Latent demand – definition and meaning

Latent demand refers to demand for a good or service that consumers cannot satisfy for three main reasons. First, the consumer does not have enough money to buy the item. Second, the item is not available. Third, the consumer does not know that the product or service is available.

If a consumer cannot satisfy a desire for something because they cannot point it out, we could say there is latent demand. If the consumer does not realize what is missing until somebody points it out, there is also latent demand.

Put simply; when there is latent demand, the current business environment or marketplace cannot satisfy that demand.

It is the opposite of effective demand. Effective demand is the quantity that consumers can and are willing to purchase at each conceivable price.

In economics, demand refers to the measure of desire to purchase and own a good or service. When the price of something goes up, demand for it declines. Put simply; demand is how much people are willing and able to buy something.

Latent demand
When something is ‘latent,’ it exists but has not yet developed or become detectable. It lies dormant until circumstances are suitable for manifestation or development. Therefore, latent demand is demand that is there but has not yet come out into the open.

Latent demand – identifying the gaps

To discover latent demand, the marketer needs to identify gaps in the market.

However, to do this effectively, it is necessary for the end consumer to participate. The end consumer may participate in focus group discussions.
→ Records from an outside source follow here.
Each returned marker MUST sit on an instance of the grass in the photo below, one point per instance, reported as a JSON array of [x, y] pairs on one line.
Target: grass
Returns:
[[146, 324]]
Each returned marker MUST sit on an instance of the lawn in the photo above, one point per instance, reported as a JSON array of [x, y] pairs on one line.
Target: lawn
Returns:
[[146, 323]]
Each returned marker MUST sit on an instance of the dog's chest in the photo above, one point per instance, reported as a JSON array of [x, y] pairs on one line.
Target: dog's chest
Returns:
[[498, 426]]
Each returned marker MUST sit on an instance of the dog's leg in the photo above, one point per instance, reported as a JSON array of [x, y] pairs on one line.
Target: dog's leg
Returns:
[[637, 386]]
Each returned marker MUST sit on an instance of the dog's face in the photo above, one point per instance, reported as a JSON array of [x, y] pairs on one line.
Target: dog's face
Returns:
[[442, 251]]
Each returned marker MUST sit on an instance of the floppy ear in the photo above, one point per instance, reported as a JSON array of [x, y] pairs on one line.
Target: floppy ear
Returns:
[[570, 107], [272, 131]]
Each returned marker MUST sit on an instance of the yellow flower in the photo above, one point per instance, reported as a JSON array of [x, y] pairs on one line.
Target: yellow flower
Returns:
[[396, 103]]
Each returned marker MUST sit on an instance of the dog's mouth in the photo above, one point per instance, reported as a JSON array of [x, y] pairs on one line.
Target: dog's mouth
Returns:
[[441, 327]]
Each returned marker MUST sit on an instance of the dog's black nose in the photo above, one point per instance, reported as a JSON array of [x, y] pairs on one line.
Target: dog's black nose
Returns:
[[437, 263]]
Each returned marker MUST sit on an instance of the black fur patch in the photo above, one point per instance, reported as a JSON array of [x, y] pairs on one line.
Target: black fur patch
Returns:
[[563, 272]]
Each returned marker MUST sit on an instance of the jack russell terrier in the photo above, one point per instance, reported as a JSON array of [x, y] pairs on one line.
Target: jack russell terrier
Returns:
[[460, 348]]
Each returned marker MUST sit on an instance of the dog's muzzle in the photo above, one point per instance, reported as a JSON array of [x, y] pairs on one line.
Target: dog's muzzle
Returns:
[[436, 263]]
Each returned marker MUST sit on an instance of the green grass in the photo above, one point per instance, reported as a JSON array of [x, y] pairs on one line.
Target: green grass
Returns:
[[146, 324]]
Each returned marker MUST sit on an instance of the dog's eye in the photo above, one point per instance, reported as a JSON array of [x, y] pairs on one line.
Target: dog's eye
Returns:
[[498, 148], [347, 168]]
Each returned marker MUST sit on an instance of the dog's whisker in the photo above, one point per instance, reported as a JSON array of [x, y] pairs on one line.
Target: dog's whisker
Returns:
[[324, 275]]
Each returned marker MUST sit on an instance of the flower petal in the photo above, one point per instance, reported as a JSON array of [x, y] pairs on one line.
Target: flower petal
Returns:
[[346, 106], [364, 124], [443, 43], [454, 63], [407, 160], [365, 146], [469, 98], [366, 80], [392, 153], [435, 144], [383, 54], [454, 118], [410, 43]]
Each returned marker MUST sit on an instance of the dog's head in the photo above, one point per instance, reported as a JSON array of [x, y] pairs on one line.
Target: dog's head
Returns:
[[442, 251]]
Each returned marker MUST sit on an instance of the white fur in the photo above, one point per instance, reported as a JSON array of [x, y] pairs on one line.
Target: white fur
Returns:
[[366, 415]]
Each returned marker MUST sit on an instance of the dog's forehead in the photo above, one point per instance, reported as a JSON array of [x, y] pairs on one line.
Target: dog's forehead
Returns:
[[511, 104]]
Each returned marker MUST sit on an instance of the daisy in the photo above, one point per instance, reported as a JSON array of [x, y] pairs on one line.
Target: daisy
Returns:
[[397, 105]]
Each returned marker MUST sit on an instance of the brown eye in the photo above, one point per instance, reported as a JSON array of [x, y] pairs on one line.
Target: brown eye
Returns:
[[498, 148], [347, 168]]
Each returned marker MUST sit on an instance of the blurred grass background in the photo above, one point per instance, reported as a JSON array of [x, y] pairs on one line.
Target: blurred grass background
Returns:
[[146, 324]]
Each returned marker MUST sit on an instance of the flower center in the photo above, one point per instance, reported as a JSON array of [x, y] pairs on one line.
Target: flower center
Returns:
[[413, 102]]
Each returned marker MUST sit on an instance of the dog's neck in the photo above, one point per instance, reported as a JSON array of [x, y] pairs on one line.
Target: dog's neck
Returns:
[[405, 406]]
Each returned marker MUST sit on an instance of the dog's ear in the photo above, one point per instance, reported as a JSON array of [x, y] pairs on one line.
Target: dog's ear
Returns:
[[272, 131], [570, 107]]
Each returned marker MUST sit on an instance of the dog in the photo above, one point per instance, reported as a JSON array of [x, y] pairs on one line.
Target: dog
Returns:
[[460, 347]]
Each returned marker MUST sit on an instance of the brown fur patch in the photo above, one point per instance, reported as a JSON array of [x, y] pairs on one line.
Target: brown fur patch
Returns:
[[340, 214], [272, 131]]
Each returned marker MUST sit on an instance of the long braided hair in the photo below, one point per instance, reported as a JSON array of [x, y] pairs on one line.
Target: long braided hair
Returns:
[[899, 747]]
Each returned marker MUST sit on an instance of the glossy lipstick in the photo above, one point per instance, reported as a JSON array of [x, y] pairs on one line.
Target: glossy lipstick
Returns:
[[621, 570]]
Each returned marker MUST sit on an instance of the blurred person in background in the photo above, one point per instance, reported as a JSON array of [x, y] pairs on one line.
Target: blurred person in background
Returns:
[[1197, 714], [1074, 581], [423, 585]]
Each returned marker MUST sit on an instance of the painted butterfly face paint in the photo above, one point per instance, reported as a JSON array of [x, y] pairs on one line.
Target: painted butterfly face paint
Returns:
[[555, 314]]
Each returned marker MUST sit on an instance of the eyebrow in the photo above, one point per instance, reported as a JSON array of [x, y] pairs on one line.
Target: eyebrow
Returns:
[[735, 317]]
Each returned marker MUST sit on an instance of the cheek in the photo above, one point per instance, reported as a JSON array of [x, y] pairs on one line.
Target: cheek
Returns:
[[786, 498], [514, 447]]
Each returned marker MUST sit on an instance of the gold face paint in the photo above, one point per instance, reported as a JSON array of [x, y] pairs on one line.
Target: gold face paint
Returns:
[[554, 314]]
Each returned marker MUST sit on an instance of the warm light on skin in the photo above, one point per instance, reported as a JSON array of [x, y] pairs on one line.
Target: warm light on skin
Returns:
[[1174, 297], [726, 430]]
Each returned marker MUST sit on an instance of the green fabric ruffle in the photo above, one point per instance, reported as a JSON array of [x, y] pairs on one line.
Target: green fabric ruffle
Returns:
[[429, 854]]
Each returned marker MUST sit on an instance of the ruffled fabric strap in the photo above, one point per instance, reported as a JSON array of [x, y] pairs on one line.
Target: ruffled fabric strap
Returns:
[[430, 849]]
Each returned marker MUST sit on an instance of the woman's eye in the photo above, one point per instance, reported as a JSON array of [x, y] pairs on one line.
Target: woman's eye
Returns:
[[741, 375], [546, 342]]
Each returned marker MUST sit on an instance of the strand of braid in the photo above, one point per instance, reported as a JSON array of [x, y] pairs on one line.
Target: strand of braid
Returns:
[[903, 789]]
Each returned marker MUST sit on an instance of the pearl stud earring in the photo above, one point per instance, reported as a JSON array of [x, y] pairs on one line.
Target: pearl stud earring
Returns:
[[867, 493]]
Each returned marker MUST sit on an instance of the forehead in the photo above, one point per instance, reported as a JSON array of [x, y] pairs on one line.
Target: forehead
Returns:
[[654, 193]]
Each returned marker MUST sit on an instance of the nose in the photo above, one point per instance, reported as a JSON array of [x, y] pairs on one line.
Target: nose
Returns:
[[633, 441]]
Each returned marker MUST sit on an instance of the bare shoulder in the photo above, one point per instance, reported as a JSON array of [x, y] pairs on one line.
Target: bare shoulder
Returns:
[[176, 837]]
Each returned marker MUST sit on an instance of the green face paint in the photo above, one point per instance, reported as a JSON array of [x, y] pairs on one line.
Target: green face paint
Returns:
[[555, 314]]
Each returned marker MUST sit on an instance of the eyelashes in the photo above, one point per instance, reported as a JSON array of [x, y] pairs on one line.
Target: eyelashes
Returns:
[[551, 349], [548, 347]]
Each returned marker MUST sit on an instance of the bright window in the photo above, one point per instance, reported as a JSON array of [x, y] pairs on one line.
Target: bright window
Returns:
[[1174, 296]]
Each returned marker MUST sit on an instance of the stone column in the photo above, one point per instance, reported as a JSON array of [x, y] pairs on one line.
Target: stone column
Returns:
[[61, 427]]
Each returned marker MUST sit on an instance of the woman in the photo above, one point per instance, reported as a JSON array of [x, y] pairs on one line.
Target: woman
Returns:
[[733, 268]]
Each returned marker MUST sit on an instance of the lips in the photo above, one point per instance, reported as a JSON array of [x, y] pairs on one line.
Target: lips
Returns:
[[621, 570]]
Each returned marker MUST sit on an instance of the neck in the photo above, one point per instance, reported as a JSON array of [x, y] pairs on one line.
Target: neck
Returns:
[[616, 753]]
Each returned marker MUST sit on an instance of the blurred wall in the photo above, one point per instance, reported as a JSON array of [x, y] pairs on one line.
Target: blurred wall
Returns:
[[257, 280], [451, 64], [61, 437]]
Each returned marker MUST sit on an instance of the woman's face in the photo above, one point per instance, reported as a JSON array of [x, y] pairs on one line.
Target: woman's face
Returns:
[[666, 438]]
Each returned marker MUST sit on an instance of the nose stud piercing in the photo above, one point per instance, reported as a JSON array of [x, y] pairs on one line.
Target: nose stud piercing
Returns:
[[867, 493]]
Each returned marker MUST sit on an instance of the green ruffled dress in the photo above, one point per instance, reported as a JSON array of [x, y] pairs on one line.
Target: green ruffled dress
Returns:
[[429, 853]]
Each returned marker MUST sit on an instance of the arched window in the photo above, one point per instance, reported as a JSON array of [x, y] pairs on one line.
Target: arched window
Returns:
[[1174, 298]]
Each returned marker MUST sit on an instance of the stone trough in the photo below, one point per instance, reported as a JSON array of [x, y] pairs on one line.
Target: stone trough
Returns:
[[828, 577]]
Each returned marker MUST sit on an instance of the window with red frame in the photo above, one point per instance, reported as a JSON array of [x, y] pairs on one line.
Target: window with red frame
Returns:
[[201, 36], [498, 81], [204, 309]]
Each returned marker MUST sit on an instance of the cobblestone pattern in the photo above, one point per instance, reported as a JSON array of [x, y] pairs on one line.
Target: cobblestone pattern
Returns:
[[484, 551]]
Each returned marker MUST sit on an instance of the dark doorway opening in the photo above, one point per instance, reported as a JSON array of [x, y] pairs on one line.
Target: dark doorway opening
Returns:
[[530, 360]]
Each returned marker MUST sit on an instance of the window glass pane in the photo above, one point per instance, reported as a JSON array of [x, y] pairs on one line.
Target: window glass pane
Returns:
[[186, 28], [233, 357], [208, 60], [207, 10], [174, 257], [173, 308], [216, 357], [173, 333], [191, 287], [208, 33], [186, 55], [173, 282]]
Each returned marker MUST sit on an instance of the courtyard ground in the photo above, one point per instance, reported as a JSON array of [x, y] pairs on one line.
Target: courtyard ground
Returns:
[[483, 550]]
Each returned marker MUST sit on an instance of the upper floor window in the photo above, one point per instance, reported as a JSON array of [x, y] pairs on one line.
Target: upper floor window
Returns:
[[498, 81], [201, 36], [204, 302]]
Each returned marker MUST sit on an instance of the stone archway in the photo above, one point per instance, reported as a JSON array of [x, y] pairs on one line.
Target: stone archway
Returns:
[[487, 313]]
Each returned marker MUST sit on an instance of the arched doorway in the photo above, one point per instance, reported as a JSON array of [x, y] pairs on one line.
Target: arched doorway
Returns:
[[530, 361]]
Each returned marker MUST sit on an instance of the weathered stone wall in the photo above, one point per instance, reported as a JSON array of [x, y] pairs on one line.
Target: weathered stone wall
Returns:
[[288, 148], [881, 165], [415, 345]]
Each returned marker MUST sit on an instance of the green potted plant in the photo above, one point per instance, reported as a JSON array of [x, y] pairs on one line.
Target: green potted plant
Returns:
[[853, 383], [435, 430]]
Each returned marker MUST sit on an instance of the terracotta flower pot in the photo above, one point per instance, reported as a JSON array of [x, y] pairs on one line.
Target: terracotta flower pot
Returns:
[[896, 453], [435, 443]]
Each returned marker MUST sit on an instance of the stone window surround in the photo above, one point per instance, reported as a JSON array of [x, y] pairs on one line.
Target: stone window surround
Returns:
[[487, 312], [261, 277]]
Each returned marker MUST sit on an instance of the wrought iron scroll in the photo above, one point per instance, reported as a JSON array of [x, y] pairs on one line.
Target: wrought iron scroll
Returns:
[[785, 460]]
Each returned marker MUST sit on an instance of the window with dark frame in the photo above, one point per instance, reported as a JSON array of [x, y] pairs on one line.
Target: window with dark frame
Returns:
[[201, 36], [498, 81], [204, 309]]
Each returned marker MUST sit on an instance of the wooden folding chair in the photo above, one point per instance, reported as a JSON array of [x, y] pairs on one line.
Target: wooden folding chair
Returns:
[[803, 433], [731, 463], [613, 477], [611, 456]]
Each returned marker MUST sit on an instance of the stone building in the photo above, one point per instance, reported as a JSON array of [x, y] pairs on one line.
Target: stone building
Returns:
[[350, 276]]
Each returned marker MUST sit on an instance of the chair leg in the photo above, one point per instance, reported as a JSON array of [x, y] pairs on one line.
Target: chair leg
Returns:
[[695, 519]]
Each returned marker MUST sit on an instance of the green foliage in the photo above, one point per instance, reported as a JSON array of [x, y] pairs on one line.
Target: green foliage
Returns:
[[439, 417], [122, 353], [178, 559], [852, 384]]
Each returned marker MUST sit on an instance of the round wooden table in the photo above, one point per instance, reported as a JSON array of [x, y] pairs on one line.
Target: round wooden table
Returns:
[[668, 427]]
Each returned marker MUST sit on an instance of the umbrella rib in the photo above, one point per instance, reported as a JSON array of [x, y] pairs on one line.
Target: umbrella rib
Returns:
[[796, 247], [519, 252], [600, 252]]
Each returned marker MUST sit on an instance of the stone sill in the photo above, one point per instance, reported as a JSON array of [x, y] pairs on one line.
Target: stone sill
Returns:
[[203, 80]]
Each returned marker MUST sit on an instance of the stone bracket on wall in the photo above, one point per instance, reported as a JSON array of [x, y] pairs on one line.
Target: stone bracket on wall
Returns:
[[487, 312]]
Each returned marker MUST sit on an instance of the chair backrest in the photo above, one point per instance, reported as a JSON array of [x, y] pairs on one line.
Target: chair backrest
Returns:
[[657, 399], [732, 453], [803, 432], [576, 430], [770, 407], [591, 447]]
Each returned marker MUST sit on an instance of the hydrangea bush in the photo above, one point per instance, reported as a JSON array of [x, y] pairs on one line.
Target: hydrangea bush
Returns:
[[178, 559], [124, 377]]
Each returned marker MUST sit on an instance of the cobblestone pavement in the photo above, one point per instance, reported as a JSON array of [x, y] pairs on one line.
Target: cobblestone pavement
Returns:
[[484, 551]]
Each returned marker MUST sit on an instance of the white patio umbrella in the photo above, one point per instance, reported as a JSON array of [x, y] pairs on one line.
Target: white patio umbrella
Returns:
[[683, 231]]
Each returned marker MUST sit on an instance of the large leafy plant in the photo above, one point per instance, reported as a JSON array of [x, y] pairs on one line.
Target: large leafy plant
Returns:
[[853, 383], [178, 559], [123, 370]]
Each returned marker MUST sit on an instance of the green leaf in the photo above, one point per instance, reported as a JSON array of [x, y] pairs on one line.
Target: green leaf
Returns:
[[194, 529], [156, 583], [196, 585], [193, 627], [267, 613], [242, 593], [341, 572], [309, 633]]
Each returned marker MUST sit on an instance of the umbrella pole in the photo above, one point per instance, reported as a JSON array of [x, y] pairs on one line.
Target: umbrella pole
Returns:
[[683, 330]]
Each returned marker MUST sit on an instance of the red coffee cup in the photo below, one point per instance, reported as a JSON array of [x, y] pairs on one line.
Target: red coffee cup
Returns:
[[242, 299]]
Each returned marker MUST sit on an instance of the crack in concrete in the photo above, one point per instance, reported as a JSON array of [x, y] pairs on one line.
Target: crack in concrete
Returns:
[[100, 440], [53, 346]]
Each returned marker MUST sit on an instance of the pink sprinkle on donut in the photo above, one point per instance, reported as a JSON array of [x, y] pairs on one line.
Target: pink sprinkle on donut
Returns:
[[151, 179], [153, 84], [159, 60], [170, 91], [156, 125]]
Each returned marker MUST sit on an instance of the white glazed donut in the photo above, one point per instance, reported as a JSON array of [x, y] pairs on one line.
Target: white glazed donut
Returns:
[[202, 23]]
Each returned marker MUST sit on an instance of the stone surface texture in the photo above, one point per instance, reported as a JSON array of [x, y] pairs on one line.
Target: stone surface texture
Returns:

In-depth interviews with consumers may also be an effective way to access the gaps successfully.

A major objective in marketing is to influence potential buyers to use available money in favor of a specific product. Another objective is to boost purchasing power through purchase contracts or deferred billing.

There are many terms in business, marketing, and economics which have the word ‘latent.’ A latent market, for example, is a market in which there is demand for something. However, that item is not available, i.e., there is no supplier. If a company created that item and started to sell it, people would buy it.